Au-delà du numérique : une stratégie hybride
L'influence iranienne ne se limite pas à la désinformation en ligne. Les services de renseignement français et européens ont également documenté des cyberattaques attribuées à des groupes liés à Téhéran. Ces attaques, menées en parallèle des campagnes de désinformation, visent à perturber les infrastructures critiques et à semer la confusion dans la société française.
Contrairement à d'autres acteurs comme la Russie, qui privilégient les opérations massives et bruyantes, l'Iran opte pour une stratégie plus insidieuse. Elle combine ingérence numérique, actions clandestines via des intermédiaires et propagande ciblée. Une approche qui, si elle n'a pas encore produit d'effets massifs, pourrait s'avérer dangereuse à long terme pour la stabilité du pays.
Pour l'instant, l'impact reste limité : ces comptes n'ont jamais atteint une audience massive, et leurs messages sont restés cantonnés à des cercles restreints. Plusieurs profils ont été suspendus par X, mais d'autres réapparaissent sous de nouvelles formes, illustrant la résilience de cette menace.
Pourquoi la France est-elle une cible privilégiée ?
La France, avec son rôle central en Europe et son opposition ferme à l'enrichissement nucléaire iranien, incarne une cible de choix pour Téhéran. Depuis des années, Paris joue un rôle clé dans les négociations internationales, soutenue par une diplomatie active en faveur des droits humains, notamment à travers son soutien affiché au mouvement « Femme, Vie, Liberté ». Une position qui, aux yeux du régime iranien, justifie une réponse agressive.
De plus, la montée des extrêmes en France, avec une droite radicalisée et une gauche divisée, offre un terrain fertile pour les opérations d'influence. En alimentant les tensions entre les différentes factions politiques, l'Iran cherche à déstabiliser un pays dont la voix compte en Europe.
Face à cette menace, les autorités françaises ont renforcé leur vigilance. Les services de renseignement, en collaboration avec les plateformes numériques, traquent ces réseaux de comptes fantômes. Pourtant, la porosité des frontières numériques et la sophistication des techniques d'influence rendent la tâche ardue.
Une réponse européenne insuffisante ?
Alors que l'Union européenne multiplie les déclarations condamnant les ingérences étrangères, les moyens concrets pour y faire face restent limités. La Hongrie, souvent pointée du doigt pour ses liens avec Moscou, complique les efforts de coordination au sein de l'UE. Sans une réaction unie et déterminée, les démocraties européennes risquent de se retrouver désarmées face à des régimes comme celui de l'Iran, qui n'hésitent pas à recourir à des méthodes hybrides pour atteindre leurs objectifs.
En parallèle, la France doit également faire face à d'autres menaces, comme les cyberattaques attribuées à des groupes pro-russes ou les campagnes de désinformation orchestrées par Pékin. Une guerre froide numérique s'installe, où les lignes entre guerre et paix, entre démocratie et autoritarisme, deviennent de plus en plus floues.

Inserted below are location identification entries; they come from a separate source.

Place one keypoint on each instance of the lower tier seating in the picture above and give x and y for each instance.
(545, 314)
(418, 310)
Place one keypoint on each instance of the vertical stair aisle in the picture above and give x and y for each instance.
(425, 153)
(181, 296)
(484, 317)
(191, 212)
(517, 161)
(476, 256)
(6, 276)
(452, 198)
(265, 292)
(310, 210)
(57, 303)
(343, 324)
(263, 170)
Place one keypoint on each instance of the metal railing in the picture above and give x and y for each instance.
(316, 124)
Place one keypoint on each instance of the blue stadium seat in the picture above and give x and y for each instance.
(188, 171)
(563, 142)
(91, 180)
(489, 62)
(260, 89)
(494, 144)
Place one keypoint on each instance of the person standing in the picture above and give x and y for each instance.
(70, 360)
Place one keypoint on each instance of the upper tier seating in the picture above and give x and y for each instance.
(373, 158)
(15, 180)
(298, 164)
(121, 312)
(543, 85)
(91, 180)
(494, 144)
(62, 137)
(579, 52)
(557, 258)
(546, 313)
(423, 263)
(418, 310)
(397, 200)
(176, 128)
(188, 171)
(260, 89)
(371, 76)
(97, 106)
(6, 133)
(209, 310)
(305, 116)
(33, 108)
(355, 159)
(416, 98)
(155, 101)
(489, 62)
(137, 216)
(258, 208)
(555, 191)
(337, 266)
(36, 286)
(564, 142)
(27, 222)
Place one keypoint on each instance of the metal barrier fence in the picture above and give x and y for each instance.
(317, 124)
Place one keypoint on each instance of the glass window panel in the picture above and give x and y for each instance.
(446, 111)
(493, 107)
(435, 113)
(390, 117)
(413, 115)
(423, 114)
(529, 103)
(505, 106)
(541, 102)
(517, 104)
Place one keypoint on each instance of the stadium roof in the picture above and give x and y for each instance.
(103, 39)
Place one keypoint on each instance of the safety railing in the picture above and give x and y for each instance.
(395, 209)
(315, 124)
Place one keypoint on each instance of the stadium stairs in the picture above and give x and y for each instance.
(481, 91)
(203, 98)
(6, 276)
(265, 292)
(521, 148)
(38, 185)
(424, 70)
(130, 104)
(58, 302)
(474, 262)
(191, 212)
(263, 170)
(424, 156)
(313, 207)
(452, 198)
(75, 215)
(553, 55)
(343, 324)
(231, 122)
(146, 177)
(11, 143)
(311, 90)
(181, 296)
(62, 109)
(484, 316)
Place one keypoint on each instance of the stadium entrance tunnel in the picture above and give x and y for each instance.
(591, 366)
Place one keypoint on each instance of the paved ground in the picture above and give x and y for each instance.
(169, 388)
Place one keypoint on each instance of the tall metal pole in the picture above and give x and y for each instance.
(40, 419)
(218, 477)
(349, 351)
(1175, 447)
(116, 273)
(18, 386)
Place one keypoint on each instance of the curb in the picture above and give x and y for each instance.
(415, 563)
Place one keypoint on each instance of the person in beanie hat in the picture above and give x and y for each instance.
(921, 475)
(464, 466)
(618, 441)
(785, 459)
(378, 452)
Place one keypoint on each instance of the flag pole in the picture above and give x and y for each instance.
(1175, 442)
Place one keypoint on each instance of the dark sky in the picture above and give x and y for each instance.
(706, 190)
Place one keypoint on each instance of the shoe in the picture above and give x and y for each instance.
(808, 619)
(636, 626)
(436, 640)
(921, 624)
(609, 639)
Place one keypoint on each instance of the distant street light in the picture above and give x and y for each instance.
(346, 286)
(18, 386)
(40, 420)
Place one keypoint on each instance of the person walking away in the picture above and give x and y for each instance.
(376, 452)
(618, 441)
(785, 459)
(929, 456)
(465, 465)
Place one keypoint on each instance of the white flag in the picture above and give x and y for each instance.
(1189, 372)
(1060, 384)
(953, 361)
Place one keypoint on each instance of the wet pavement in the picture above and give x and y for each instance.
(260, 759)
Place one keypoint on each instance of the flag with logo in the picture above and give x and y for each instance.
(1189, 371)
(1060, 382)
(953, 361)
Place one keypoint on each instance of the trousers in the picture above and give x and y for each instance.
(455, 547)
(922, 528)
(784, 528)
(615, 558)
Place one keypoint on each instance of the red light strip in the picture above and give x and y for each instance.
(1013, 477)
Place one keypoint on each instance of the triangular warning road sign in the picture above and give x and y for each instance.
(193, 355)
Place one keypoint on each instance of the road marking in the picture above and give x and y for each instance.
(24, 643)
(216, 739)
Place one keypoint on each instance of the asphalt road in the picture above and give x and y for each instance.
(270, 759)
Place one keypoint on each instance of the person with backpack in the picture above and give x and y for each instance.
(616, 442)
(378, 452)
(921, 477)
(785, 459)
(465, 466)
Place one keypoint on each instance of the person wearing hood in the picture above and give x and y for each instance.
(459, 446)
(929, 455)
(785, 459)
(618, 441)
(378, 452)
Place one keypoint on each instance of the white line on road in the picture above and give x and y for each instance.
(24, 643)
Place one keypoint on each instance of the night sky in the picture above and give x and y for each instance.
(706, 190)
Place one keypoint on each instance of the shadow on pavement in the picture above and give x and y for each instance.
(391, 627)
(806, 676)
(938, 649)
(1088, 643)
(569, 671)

Que faire face à cette ingérence ?
Les experts appellent à une prise de conscience collective. Les citoyens, les médias et les institutions doivent travailler ensemble pour démasquer ces manipulations et protéger le débat démocratique. Une éducation aux médias renforcée, des collaborations accrues entre les plateformes numériques et les autorités, et une stratégie européenne cohérente sont indispensables pour contrer cette menace.
Pour l'instant, la France reste un pays résilient. Mais à l'approche des élections de 2027, la pression s'intensifie. Les faux comptes iraniens n'ont peut-être pas encore fait basculer l'opinion, mais leur simple existence rappelle une vérité troublante : la guerre de l'information est une réalité, et la démocratie doit se préparer à y faire face.